On ECB offering banks more leeway to clean up pandemic-hit balance sheets – Andrea Enria, chair of the European Central Bank’s supervisory board

“It is crucial that banks recognise credit impairments without delay,” he added. “In the coming months, we will closely watch developments and stand ready to postpone the timeline to rebuild buffers if doing so would help the sector to quickly process the expected increase in [non-performing loans].”

On investors increasingly more worried about taper tantrum and inflation

Jim Caron, portfolio manager at Morgan Stanley Investment Management

“It’s a catch-22 for the Fed,” said Carron. “They want to communicate that they are going to be patient but the more patient they are, the more people will worry about inflation.”

Michael Hartnett, BofA chief investment strategist

“We believe 2020 likely marked a secular low point for inflation and interest rates,” Hartnett said last week.

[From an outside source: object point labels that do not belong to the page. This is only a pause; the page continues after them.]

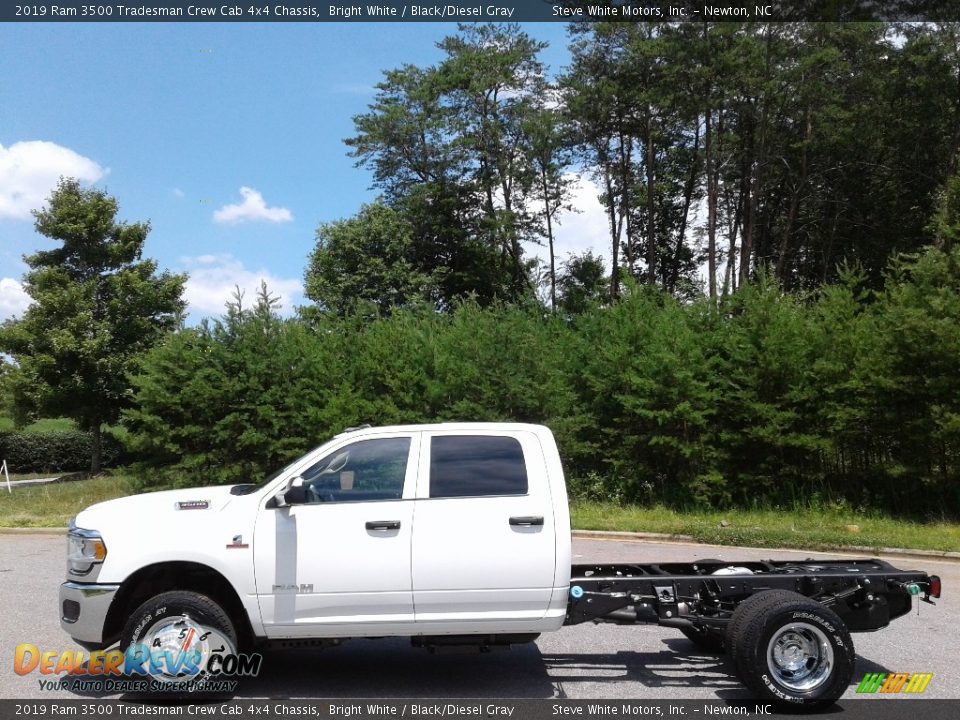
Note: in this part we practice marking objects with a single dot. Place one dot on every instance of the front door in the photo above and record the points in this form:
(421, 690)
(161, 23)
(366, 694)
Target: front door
(340, 562)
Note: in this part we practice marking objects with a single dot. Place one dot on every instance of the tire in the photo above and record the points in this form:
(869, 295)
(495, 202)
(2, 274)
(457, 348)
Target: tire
(163, 614)
(746, 609)
(793, 652)
(711, 641)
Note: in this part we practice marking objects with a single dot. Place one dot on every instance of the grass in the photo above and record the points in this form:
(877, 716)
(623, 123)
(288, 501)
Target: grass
(811, 528)
(54, 504)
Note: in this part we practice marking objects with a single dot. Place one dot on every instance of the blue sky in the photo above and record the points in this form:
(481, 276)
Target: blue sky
(228, 138)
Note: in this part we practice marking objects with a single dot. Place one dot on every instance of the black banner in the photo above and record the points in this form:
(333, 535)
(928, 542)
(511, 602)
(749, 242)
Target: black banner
(477, 11)
(892, 708)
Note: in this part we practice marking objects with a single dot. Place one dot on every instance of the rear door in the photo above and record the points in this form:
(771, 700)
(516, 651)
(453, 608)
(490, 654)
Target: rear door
(483, 541)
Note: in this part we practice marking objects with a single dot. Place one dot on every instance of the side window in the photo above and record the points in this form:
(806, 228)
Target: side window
(468, 466)
(362, 471)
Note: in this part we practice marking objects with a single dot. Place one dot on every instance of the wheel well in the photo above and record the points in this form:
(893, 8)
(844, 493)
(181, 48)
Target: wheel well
(152, 580)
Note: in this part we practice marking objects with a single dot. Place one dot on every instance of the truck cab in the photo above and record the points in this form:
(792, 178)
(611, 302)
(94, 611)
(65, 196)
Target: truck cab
(429, 530)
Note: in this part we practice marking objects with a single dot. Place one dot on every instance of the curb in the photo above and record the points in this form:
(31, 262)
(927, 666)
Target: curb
(946, 555)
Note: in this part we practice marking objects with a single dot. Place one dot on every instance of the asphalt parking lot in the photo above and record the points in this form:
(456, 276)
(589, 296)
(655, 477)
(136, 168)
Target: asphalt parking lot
(580, 662)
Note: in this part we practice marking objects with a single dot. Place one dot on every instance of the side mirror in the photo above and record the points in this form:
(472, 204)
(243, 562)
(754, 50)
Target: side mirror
(293, 494)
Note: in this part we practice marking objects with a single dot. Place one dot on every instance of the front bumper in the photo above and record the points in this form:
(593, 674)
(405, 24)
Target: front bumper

Innes McFee, chief global economist at Oxford Economics
“Previous episodes have demonstrated that what starts as a benign correction could evolve into a tantrum with wider consequences. Our modelling of a severe market scenario finds a significant impact on growth,” said McFee.

According to ING analysts

“The Fed’s challenge is to manage the transition from a low to a high interest rates regime without causing market mayhem,” ING analysts said.

On Treasury sell-off sweeping in to US corporate bond market

Steven Oh, global head of credit and fixed-income at PineBridge Investments

“Powell needs to show a bit more concern about the rise in yields,” said Oh. “What you don’t want to do in the recovery phase is to counteract the fiscal stimulus with monetary tightening.”

Hans Mikkelsen, credit strategist at Bank of America

He said the recent increase in yields is “a little flavour of a big challenge for the next year to a year and a half in fixed income markets”. “The economy is going to really take off and we are going to be back to normal in the US within the next couple of months . . . It’s going to be a very volatile and tricky environment for fixed income,” he added.

Fraser Lundie, head of credit at asset manager Federated Hermes
“There is not much cushion to soften the blow,” said Lundie. “There is much more sensitivity to underlying movement in rates,” said Lundie.

On US companies issuing more fixed-rate debt as yields rise – Jake Remley, a portfolio manager at Income Research + Management

“We are hearing that corporate issuers are pulling issuance forward on the concern that interest rates are on the rise,” said Remley. “For high yield issuers, locking in attractively low fixed coupons is especially important given that they have lower debt coverage ratios,” he said. “If inflation really spikes, the Fed may be compelled to raise their short-term interest rate off 0%, which would be a concern for those that issue floating rate debt,” said Remley.

On the expectations of faster than expected economic recovery in 2021

Martin Guzman, Argentina Economy Minister

“We expect growth of gross domestic product of 7% for 2021. We expect that as a base. Along with this we are beginning to see a recovery in employment, and a strengthening of public accounts,” said Guzmán.

Alberto Fernandez, President of Argentina

“I would like to encourage you to turn your gaze on Argentina,” Fernandez said. “What is lacking are investments to expand local primary production.”

On inflation spiral forcing fed into action – Greg Jensen , co-chief investment officer at Bridgewater Associates

“The pricing-in of inflation in markets is actually the beginning of a major secular change, not an overreaction to what’s going on,” Jensen said. “Economic conditions and inflation will adjust faster than either markets or the Fed are expecting.” “If the risk to equities is higher rates, rates don’t help,” Jensen said. “The ability to use bonds to diversify has got significantly worse and obviously the ability to use bonds to get returns has got significantly worse.”